A decisão implicou que, se alguma pessoa que não estivesse
no ônibus viesse a sofrer algum dano causado por ele, teria de processar o
Estado (e não a concessionária) para repará-lo.
Tudo mudou em 2009, num novo julgamento envolvendo outro
acidente de trânsito – nesse caso, entre um ônibus do transporte coletivo e um
ciclista, que morreu. Dessa vez, o plenário do Supremo entendeu que a
Constituição prevê que a empresa concessionária do serviço público tem
responsabilidade por danos causados a pessoas não usuárias do sistema.
7) Crime de escravidão já foi da Justiça Estadual. Agora é
da Federal
O Supremo analisou em 1979 o caso de um trabalhador que
recebia de seu empregador uma remuneração abaixo do valor do salário mínimo –
que, naquele caso, havia sido enquadrado como condição análoga à escravidão. A
questão que chegou ao Supremo, contudo, não era do mérito em si do caso, mas da
competência para julgá-lo: da Justiça Estadual ou Federal.
Até então, o STF vinha entendendo que casos como esse
constituíam “crime contra a organização do trabalho” – tipificado no Código
Penal e que tinham competência federal. Mas, naquele julgamento, o Supremo
disse que casos particulares não poderiam ser enquadrados como “organização do
trabalho”, categoria que só seria válida para instituições com responsabilidade
de preservar, coletivamente, os direitos dos trabalhadores.
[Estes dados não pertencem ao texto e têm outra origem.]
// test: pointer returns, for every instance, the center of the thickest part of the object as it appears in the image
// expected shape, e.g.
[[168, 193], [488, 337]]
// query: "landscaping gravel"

O processo em
questão acabou sendo remetido à Justiça Estadual.
Em 2006, o Supremo voltou a apreciar uma ação semelhante, de
um grupo de trabalhadores submetidos a situação análoga à escravidão, que
discutiam novamente a competência judicial desse tipo de crime. Dessa vez,
contudo, os ministros entenderam que casos particulares de crimes contra
trabalhadores são da Justiça Federal. O entendimento era de que a Constituição
assegura a dignidade humana – e que, portanto, o caso é da esfera federal.
Durante o julgamento, ministros deixaram claro que a mudança
de entendimento do STF significaria uma tomada de posição em relação ao combate
do trabalho escravo no país – o que revela um ativismo judicial.
O Supremo entendeu, num julgamento de 1995, que uma
instituição pública (o INSS, no caso em particular) poderia exigir o depósito
do valor das multas que aplica para que a pessoa ou empresa multada pudesse
recorrer à segunda instância judicial quando perde a causa na primeira.
A ação, protocolada pela Confederação Nacional dos
Trabalhadores Metalúrgicos, argumentava que o depósito prévio feria o direito à
ampla defesa. O STF decidiu na ocasião que o direito à defesa continuava
assegurado, pois na primeira instância ele havia sido garantido plenamente.
Mas em 2009, os ministros do STF mudaram de posição num caso similar, em que uma empresa questionava a obrigação prévia de depositar multa do Ministério do Trabalho para poder recorrer à segunda instância. Desta vez, o entendimento passou a ser que o depósito era inconstitucional justamente por atrapalhar o direito de ampla defesa.